7. Kehilangan

65 8 71
                                        

"Salah satu hal paling berat dalam hidup yang hampir-hampir tidak bisa kamu tanggung adalah.. kehilangan orang tua. Kamu mungkin hebat mengatasi perkara lain, tapi tidak dengan kehilangan."

**********

"Nak, semua harta kita habis. Papah ditipu habis-habisan, Nak. Selama ini Papah berpikir bagaimana cara menyelamatkan kamu, tapi ...."
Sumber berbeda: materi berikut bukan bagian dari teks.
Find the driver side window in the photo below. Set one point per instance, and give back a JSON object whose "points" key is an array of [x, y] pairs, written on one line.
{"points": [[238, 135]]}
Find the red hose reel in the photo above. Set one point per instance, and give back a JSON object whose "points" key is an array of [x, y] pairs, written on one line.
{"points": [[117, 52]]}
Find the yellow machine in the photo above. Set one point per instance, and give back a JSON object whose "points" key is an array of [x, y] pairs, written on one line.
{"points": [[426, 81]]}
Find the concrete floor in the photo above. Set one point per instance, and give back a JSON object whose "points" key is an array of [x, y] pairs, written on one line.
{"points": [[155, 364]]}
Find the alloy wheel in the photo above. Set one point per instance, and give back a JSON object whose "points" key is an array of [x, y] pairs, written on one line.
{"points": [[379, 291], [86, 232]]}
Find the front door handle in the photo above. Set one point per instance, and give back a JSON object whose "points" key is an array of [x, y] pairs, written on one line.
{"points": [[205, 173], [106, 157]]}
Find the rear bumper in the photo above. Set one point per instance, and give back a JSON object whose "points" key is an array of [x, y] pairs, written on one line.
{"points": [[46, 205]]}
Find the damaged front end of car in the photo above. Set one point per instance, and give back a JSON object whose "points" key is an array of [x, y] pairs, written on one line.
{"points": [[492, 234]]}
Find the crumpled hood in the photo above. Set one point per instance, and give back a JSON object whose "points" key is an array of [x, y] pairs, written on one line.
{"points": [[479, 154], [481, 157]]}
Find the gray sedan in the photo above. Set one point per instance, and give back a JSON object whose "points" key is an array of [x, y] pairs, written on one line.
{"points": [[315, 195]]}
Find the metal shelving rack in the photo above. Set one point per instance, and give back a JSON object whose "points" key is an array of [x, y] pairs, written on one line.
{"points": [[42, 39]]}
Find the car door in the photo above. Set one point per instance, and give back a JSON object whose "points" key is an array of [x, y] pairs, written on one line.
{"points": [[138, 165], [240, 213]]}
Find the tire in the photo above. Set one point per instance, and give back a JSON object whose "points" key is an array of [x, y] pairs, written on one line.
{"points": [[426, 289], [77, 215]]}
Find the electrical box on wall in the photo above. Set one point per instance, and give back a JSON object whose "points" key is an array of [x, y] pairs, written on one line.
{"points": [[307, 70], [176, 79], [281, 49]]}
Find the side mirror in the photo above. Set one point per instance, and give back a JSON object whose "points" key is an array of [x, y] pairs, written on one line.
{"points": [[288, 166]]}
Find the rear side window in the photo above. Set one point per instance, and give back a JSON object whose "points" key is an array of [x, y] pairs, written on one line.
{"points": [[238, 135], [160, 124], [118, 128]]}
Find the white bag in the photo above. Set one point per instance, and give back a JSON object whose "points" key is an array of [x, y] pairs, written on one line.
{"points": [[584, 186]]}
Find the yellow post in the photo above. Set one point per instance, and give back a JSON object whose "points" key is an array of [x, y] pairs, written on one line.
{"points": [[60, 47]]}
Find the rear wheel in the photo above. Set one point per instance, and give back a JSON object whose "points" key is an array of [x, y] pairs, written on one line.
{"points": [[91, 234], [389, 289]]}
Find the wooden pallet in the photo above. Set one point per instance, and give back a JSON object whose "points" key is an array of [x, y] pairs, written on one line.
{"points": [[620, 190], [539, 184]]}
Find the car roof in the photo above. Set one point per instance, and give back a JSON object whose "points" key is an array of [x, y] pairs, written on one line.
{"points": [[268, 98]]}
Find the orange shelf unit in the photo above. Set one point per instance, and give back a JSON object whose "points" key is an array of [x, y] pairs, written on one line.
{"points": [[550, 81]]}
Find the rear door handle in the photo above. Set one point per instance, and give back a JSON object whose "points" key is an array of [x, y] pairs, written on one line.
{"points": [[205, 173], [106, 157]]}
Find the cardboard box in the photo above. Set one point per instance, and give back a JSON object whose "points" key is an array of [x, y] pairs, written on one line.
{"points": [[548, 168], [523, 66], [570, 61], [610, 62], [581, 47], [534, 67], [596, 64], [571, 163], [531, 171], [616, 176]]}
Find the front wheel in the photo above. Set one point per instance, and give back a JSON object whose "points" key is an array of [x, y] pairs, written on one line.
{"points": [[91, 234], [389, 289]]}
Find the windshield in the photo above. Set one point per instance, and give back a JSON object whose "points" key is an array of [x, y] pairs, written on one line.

Sejenak, Tuan Riadi menghentikan kata-katanya. Ia berusaha sekuat tenaga menarik napas, meski nyatanya oksigen yang masuk ke dalam tubuhnya hanyalah sedikit. Dadanya semakin sesak, ia merasa sudah tidak kuat lagi. Jangankan untuk bercerita, untuk menarik napas saja ia sudah tidak sanggup.

Tapi tidak, ia tidak boleh menyerah dulu. Ia harus menceritakan setidaknya sedikit saja tentang apa yang dialaminya. Agar putrinya mengerti, agar putrinya tidak bertanya-tanya sepeninggalnya. Ia harus menjelaskan, meski ia sendiri tidak tahu sampai dimana ia akan berhenti bercerita.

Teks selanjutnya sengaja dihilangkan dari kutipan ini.